Rosie’s Plaques are selling badges featuring their artwork, and are donating all proceeds to the Sue Lambert Trust, which provides therapy to survivors of sexual violence and domestic abuse through trained volunteers.
The badges are miniature versions of a blue plaque the group put up on display near St Giles’ Street in Norwich which reads: ‘For our sisters who were Just Walking Home’. It was created in response to the murder of Sarah Everard in March earlier this year.
The plaque, and badges, are intended to help people remember Sarah Everard and numerous other women who have been killed while ‘just walking home’.
Maggie Wheeler, from Rosie’s Plaques, says the choice to fundraise for the Sue Lambert Trust was an easy one: “We were looking for a charity that was working with victims of violent crime, and we also wanted a local charity because we’re a Norwich based organisation, our plaques have been up in Norwich.
“We also loved the fact that everything they do is free and delivered by volunteers, including their very skilled counsellors, who very generously give up their time to help.”
So far, they’ve sold around 2000 badges. They also plan to start selling t-shirts and tote bags and will also be donating those profits to the Sue Lambert Trust.
Clive Evans, CEO of the Sue Lambert Trust, said the money raised by Rosie’s Plaques will make a huge difference to the charity: “The money will go to train counsellors. We provide ongoing training to all our counsellors so they can provide the best quality of care for survivors.”
He also said the extra training would help the charity cope with exceptional demand for their services.
“We see about 320 people a week and… unfortunately we have another 300 people waiting for therapy, and that number’s increasing everyday.”
This isn’t the first blue plaque Rosie’s Plaques have put up.
The project came about as a result of the theatre group, The Common Lot, producing a play in 2018 called ‘All Mouth No Trousers’ which focused on the unsung heroic women of Norfolk. Whilst researching for the show, Maggie Wheeler, from Rosie’s Plaques, explains: “We discovered that of the 300 heritage plaques in Norwich that commemorate people and events, only 25 were for women… We decided we needed to do something about that.”

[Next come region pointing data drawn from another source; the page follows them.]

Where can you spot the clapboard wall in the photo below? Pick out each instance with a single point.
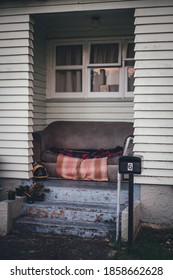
(39, 83)
(153, 101)
(16, 82)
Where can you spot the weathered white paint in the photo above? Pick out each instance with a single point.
(39, 83)
(16, 82)
(156, 204)
(153, 109)
(100, 111)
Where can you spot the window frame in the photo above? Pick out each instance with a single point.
(86, 66)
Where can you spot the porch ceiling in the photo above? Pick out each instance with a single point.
(121, 20)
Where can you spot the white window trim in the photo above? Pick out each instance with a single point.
(86, 43)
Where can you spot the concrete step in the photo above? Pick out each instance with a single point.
(85, 192)
(46, 225)
(71, 211)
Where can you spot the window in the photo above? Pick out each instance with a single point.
(90, 69)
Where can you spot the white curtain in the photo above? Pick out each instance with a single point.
(104, 79)
(69, 80)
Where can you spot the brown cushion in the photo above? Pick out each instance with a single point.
(49, 156)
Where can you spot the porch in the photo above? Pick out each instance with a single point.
(79, 208)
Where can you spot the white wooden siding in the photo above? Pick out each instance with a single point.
(39, 80)
(89, 111)
(16, 82)
(153, 101)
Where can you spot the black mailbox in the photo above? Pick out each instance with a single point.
(129, 165)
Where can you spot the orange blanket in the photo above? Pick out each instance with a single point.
(82, 169)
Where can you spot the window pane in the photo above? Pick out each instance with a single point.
(68, 81)
(130, 50)
(130, 79)
(104, 79)
(69, 55)
(104, 53)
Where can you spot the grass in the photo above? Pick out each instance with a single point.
(150, 244)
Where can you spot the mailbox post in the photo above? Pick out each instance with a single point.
(130, 165)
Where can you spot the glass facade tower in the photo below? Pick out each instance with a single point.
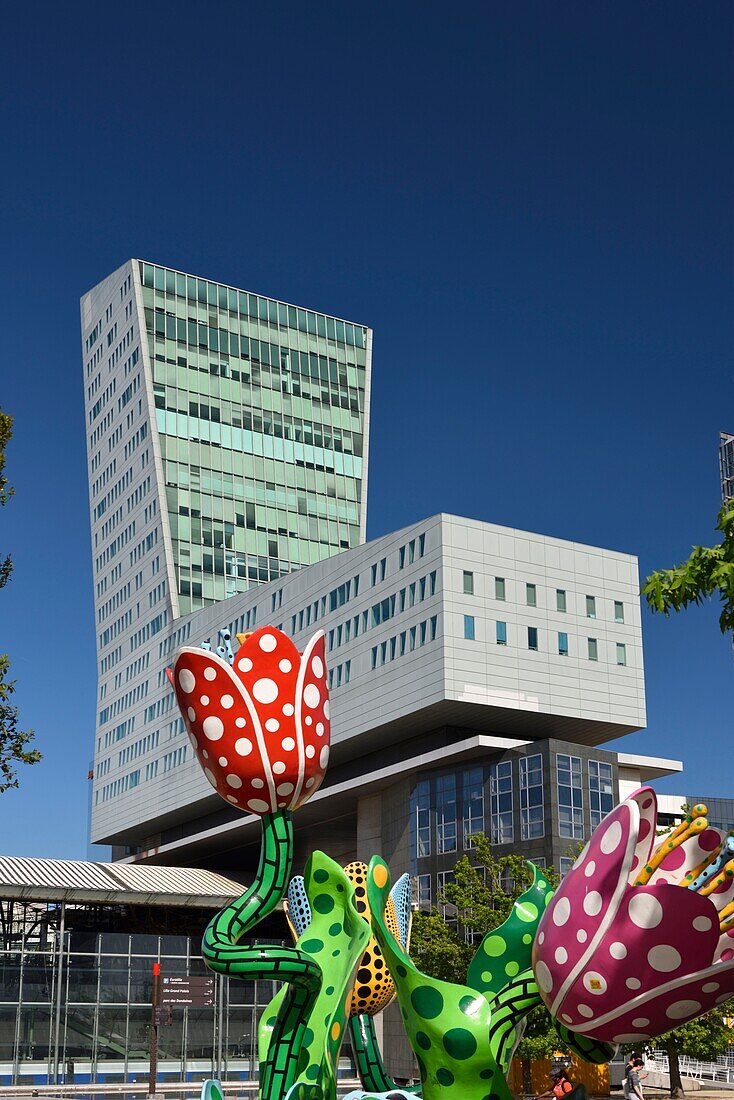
(260, 409)
(227, 443)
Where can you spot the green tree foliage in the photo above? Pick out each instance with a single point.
(480, 898)
(13, 741)
(707, 572)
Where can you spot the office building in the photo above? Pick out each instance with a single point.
(227, 446)
(726, 465)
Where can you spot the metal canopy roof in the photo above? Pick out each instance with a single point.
(80, 882)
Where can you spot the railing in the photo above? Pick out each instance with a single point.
(721, 1071)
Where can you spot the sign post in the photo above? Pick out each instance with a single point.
(155, 1019)
(188, 990)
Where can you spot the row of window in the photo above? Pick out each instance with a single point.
(404, 642)
(175, 284)
(349, 590)
(451, 827)
(501, 638)
(382, 612)
(532, 596)
(426, 898)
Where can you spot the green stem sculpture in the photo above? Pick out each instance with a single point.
(368, 1056)
(303, 975)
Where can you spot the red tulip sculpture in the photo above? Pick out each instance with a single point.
(260, 727)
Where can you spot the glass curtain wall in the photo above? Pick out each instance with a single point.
(70, 1015)
(260, 409)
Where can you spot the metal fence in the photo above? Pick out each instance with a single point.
(81, 1015)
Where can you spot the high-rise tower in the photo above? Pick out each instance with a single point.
(227, 439)
(726, 465)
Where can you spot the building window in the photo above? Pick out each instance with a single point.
(601, 792)
(502, 829)
(473, 804)
(570, 796)
(565, 865)
(424, 891)
(448, 911)
(532, 813)
(446, 813)
(420, 818)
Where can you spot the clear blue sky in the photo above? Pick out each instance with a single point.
(529, 202)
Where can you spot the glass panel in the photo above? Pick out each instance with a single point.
(420, 818)
(601, 791)
(530, 798)
(446, 813)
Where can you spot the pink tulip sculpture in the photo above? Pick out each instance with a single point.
(639, 936)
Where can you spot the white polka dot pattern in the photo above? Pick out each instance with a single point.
(267, 715)
(621, 963)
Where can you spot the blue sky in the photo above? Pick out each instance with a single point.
(530, 205)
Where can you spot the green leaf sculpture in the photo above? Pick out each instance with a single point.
(335, 941)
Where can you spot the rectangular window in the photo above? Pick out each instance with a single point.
(448, 911)
(502, 829)
(532, 810)
(446, 813)
(601, 792)
(570, 796)
(420, 818)
(473, 804)
(424, 891)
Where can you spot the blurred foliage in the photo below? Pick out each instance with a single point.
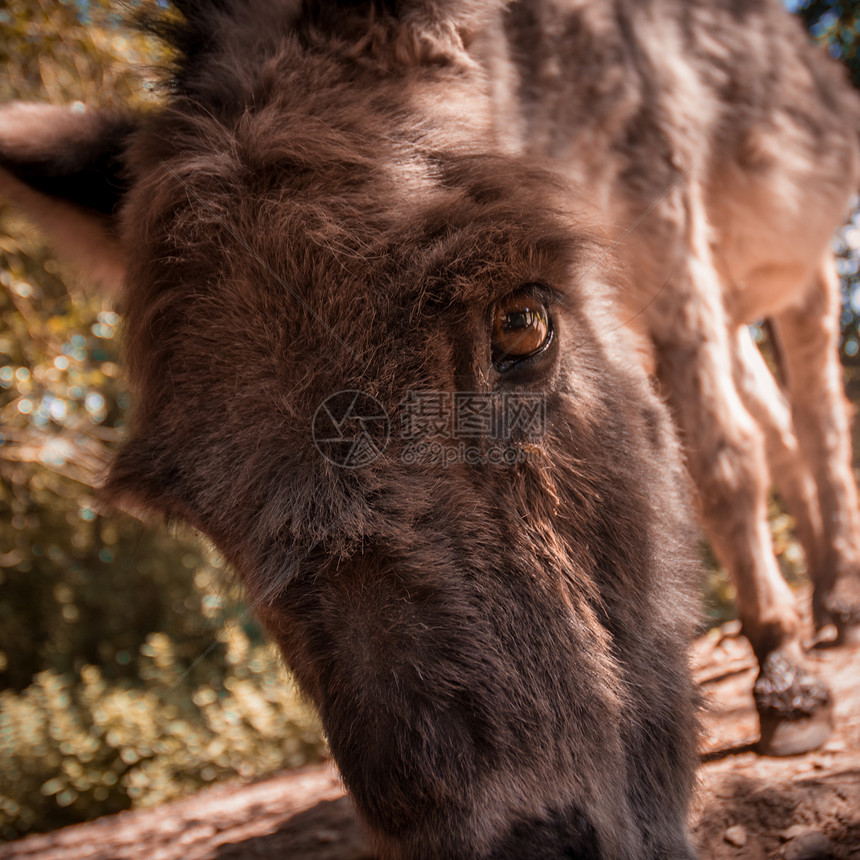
(130, 670)
(836, 22)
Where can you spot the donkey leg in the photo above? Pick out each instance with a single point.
(789, 470)
(726, 457)
(809, 337)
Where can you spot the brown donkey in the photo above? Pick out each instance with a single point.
(383, 357)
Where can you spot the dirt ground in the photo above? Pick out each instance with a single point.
(749, 807)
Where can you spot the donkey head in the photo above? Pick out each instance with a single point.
(371, 360)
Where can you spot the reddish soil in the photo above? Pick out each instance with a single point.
(749, 807)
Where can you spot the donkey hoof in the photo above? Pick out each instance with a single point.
(795, 708)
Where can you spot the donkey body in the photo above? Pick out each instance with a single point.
(403, 198)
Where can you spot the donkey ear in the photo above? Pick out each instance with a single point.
(64, 168)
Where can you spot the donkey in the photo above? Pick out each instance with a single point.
(355, 229)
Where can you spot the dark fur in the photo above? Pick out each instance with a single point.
(497, 654)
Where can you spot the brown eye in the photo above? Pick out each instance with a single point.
(521, 328)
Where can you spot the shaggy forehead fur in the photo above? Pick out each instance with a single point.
(354, 249)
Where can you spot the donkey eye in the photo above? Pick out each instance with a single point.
(521, 329)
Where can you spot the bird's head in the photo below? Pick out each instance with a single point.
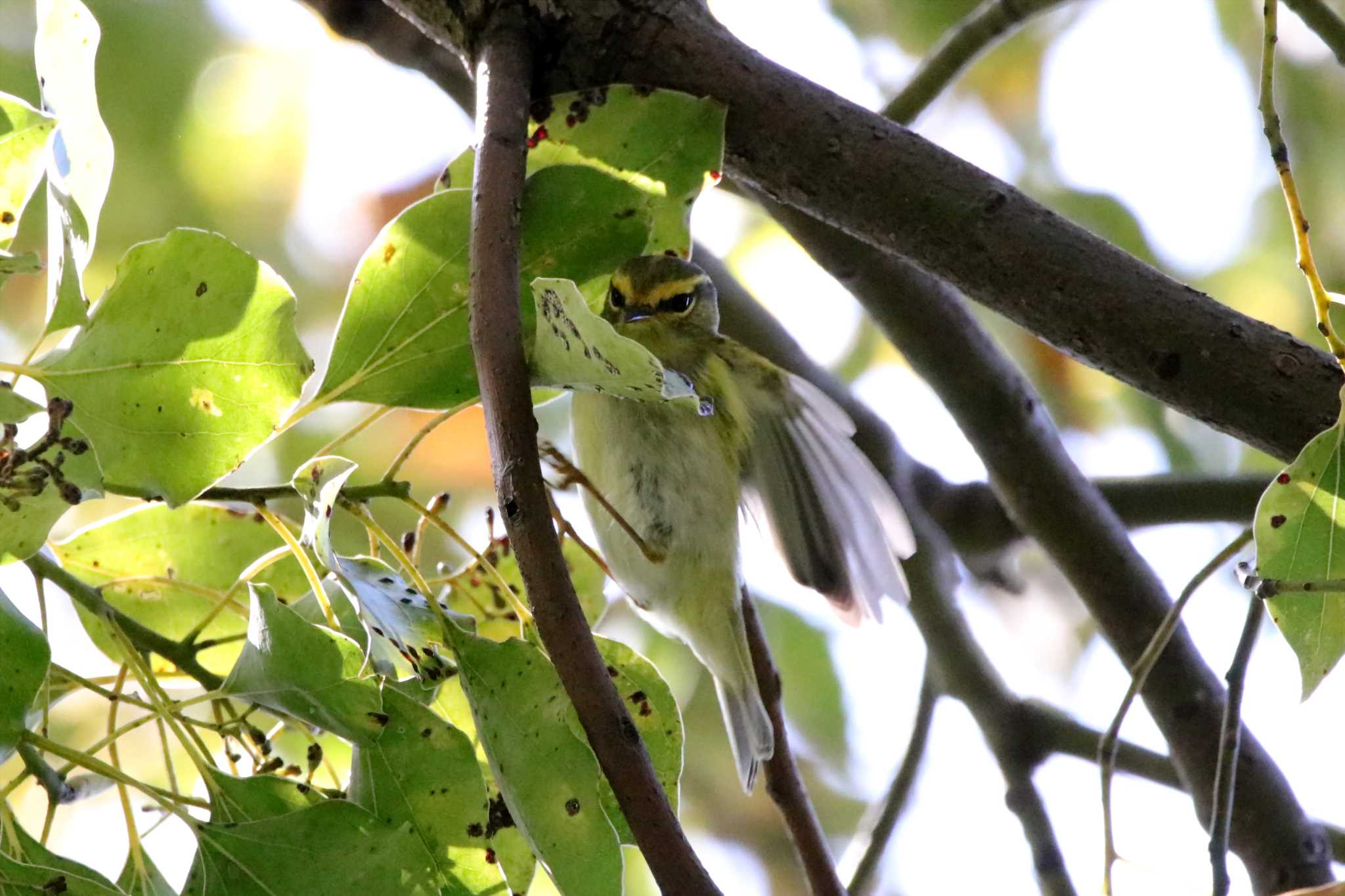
(662, 289)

To rectify this, they erected eight alternative blue plaques celebrating Norfolk’s women in May 2019 and have since gone on tour with the project.
“We are raising awareness of the need for a culture where women are recognised for their achievement and contribution to society and can feel safe on the streets. When we realised that less than 12% of the 4500+ heritage plaques in the UK celebrated the lives, achievements and spaces of women, we felt it was a bloody outrage.”
Rosie’s Plaques is now hoping to turn their attention to another issue:
“We’re thinking about how few streets in Norwich are named after women.”